The probability of an event $A$ is given by: $$P(A) = \frac{n(A)}{n}$$ Usually, $n$ is easy to find out, and the only hurdle in finding $P(A)$ is $n(A)$.
However, suppose we are interested in finding $n(A)$. We know $n$ and can find $P(A)$ using some other method (not the formula above), then we can find $$n(A) = nP(A)$$
I'm looking for examples of such counting problems, which can be solved by probability.
The method you cite requires the elements in the outcome set to all have identical probability mass (ie: non-biased weighting) [and, of course, a finite count].
If you do have that, then you can indeed use basic algebra to get $\eta(A)=n~\mathsf P(A)$ .
I cannot think of a case where the finding the count is too much harder than finding the probability. In such a setting, if you can find one you could find the other in much the same way. They just differ by a constant factor, after all.

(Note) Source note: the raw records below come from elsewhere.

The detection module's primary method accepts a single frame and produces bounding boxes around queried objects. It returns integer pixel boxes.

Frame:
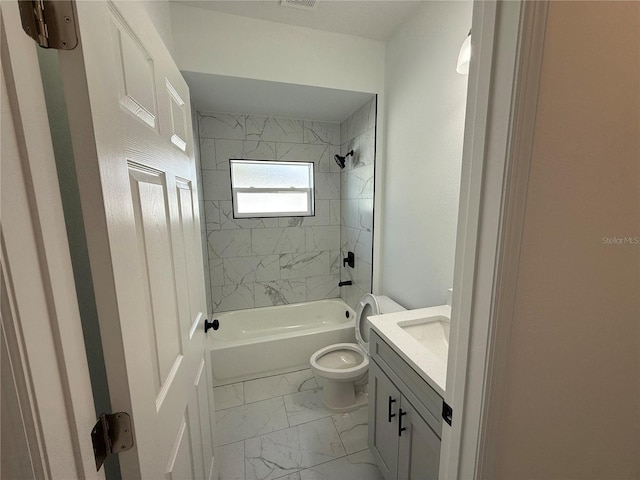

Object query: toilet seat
[310,343,369,380]
[309,293,404,412]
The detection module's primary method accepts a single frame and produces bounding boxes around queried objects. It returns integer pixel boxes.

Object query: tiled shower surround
[340,98,376,308]
[198,99,375,313]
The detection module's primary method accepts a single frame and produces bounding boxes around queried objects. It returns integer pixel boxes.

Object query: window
[229,160,314,218]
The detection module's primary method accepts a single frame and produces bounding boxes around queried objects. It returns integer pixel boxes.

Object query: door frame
[440,0,548,479]
[0,1,104,479]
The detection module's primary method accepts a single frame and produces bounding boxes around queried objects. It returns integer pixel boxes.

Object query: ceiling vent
[280,0,318,10]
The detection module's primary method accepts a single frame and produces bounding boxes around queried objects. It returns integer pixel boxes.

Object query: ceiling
[182,71,372,122]
[172,0,422,41]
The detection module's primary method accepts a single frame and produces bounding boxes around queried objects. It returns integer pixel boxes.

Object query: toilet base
[322,381,369,412]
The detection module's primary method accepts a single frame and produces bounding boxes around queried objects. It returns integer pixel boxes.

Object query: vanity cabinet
[369,331,442,480]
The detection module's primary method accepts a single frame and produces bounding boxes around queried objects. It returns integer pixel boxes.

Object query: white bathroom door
[59,1,214,480]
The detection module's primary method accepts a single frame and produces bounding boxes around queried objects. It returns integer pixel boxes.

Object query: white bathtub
[208,298,355,386]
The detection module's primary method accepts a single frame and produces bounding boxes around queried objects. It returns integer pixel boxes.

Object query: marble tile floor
[213,369,382,480]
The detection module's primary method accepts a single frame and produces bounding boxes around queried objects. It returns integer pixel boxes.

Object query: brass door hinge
[18,0,78,50]
[91,412,133,470]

There is a related notion to your idea, probabilistic proofs of combinatorial identities. Suppose you have mutually exclusive and exhaustive events $E_1,\dots,E_m$, which means that $$ P(E_1)+\dots+P(E_m)=1\tag1 $$ Multiplying both sides by $n$, you get $$ n(E_1)+\dots+n(E_m)=n,\tag2 $$ an identity where all numbers involved are integers. Often, for integral identities where all the terms involved have some combinatorial meaning, it is desirable to give a bijective proof, meaning you find two sets describing the two sides of the equation, and give a bijection between the two sets. I will now give an example where $(1)$ is easy to prove, but $(2)$ is hard to give a bijective proof for. In my mind, probabilistic proofs are the next best thing to bijective proofs.

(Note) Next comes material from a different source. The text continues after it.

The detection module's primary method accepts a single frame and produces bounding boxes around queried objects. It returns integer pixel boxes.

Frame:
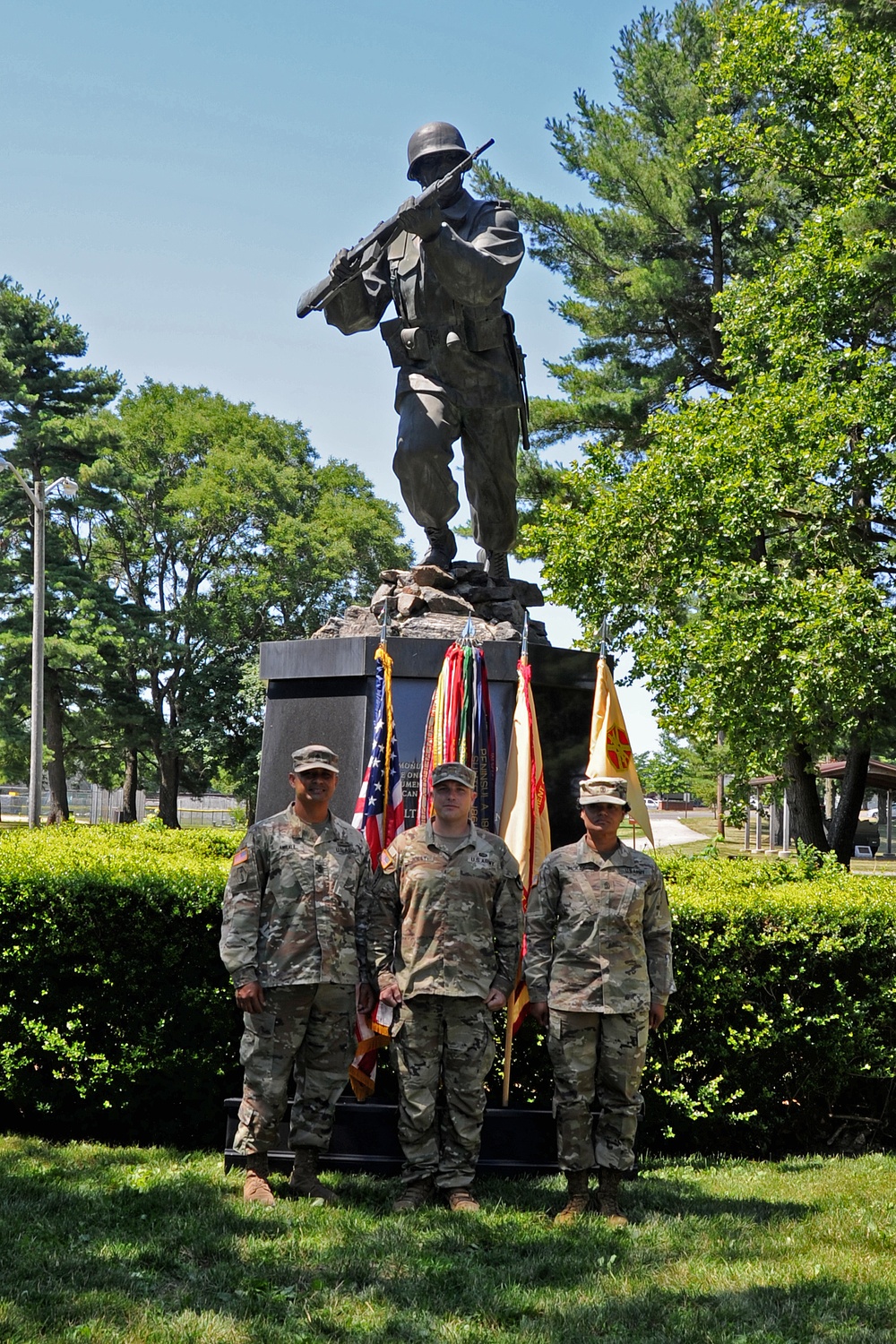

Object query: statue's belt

Imagine an urn which initially contains a single red marble and a single blue marble. You make a series of $n$ draws from this urn, where after each draw, you put back the marble you drew, plus two additional marbles of the same color. Let, $E_k$ be the event that you drew exactly $k$ marbles over the course of these $n$ draws. In my answer, I show that $$ P(E_k)=\frac{\binom{2k}k\binom{2(n-k)}{n-k}}{4^n},\qquad k\in \{0,1,\dots,n\} $$ which leads to the identity $$ \sum_{k=0}^n \binom{2k}k\binom{2(n-k)}{n-k}=4^n\tag3 $$ I cannot really claim that $(3)$ is hard to prove. You can automatically prove $(3)$ with a computer, using the methods of the book A=B by Petkovsek, Wilf and Zeilberger. Also, there is a pretty straightforward generating function proof of $(3)$. But these proofs lack the intuitiveness provided by a bijective proof, and proving $(3)$ bijectively is famously hard.